Elsevier

European Journal of Medical Genetics

Volume 48, Issue 3, July–September 2005, Pages 263-275
European Journal of Medical Genetics

Original article
X chromosome array-CGH for the identification of novel X-linked mental retardation genes

https://doi.org/10.1016/j.ejmg.2005.04.008Get rights and content

Abstract

Array-CGH technology for the detection of submicroscopic copy number changes in the genome has recently been developed for the identification of novel disease-associated genes. It has been estimated that submicroscopic genomic deletions or duplications will be present in 5–7% of patients with idiopathic mental retardation (MR). Since 30% more males than females are diagnosed with MR, we have developed a full coverage X chromosome array-CGH with a theoretical resolution of 82 kb, for the detection of copy number alterations in patients with suspected X-linked mental retardation (XLMR). First, we have validated the genomic location of X-derived clones through male versus female hybridisations. Next, we validated our array for efficient and reproducible detection of known alterations in XLMR patients. In all cases, we were able to detect the deletions and duplications in males as well as females. Due to the high resolution of our X-array, the boundaries of the genomic aberrations could clearly be identified making genotype–phenotype studies more reliable. Here, we describe the production and validation of a full coverage X-array-CGH, which will allow for fast and easy screening of submicroscopic copy number alterations in XLMR patients with the aim to identify novel MR genes or mechanisms involved in a deranged cognitive development.

Introduction

Mental retardation (MR) is one of the most common disorders affecting 2–3% of the human population [10], [20]. It is a non-progressive cognitive impairment mostly affecting normal brain development marked by learning (IQ < 70) and behavioural disabilities. Since MR patients are unable to adapt their behaviour to changing environmental factors, it implicates constant support from their family or from social workers. Therefore, the disorder is a very important medical and socio-economical problem. MR is classified into syndromic, in which MR is associated with other clinical characteristics, and non-syndromic forms, where MR is the only phenotype [24]. Although many environmental factors can play determining roles in the occurrence and severity of the disease, the impact of genetic factors is estimated at 25–35%. Since 30% more males than females suffer from MR, the search for disease-associated genes has, up to now, predominantly been focused on the X chromosome ('X-linked mental retardation' or XLMR) [22], [28].

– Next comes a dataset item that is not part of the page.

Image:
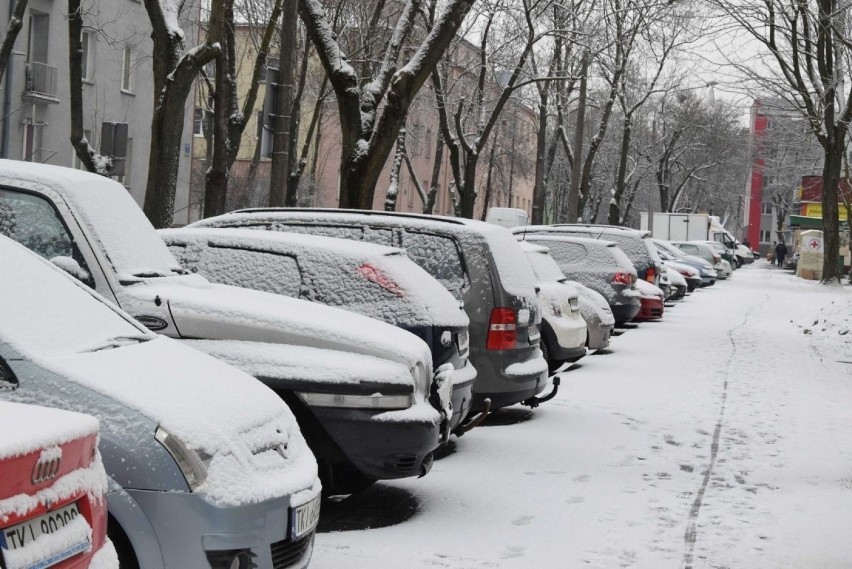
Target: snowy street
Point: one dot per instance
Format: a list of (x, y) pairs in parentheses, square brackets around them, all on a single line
[(719, 437)]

Cytogenetically detectable chromosomal anomalies are present in only a very small number of MR patients, and the number of MR families amenable to linkage analysis is rather restricted (http://xlmr.interfree.it/home.htm; http://www.ggc.org/xlmr.htm). Therefore, the genetic defect remains unexplained in most MR patients. Subtle genomic copy number changes (100 kb up to several Mb) have been identified in 5–7% of patients with idiopathic MR [18], [27], [30], [37] but they cannot be detected by routine karyotyping because of its limited resolution. Fluorescent in situ hybridisation (FISH) and comparative genomic hybridisation (CGH) are currently routinely applied in the clinic to detect genomic copy number changes [17], [47]. FISH has the advantage of high resolution (50–100 kb) but has an extremely low throughput if an unknown aberration has to be detected. On the contrary, CGH can scan a whole genome at once but has a rather limited resolution (5–10 Mb) [17]. Other PCR-based methods (marker analysis, MAPH, MLPA) have been described but their throughput is rather restricted [3], [19], [46]. The recently developed array-CGH technique combines the property of a complete genome scan of CGH, with the hybridisation on sorted genomic DNA fragments from the microarray technology [26], [38]. In addition, array-CGH is able to detect and quantify segmental aneuploidy with a resolution comparable to that of FISH. Nowadays, array-CGH has become the method of choice for detection of chromosomal copy number anomalies in tumours as well as in genetic diseases providing direct information on the genomic position of that aberration. The applicability of this technique is demonstrated by a rapidly increasing number of reports. Analyses have been reported on subtelomeric regions [42], topic- and chromosome-specific regions [4], [34], [40], [41], whole chromosomes [5], [43], and the whole genome [15]. Additional studies are referred to in reviews on this technology [1], [23], [25].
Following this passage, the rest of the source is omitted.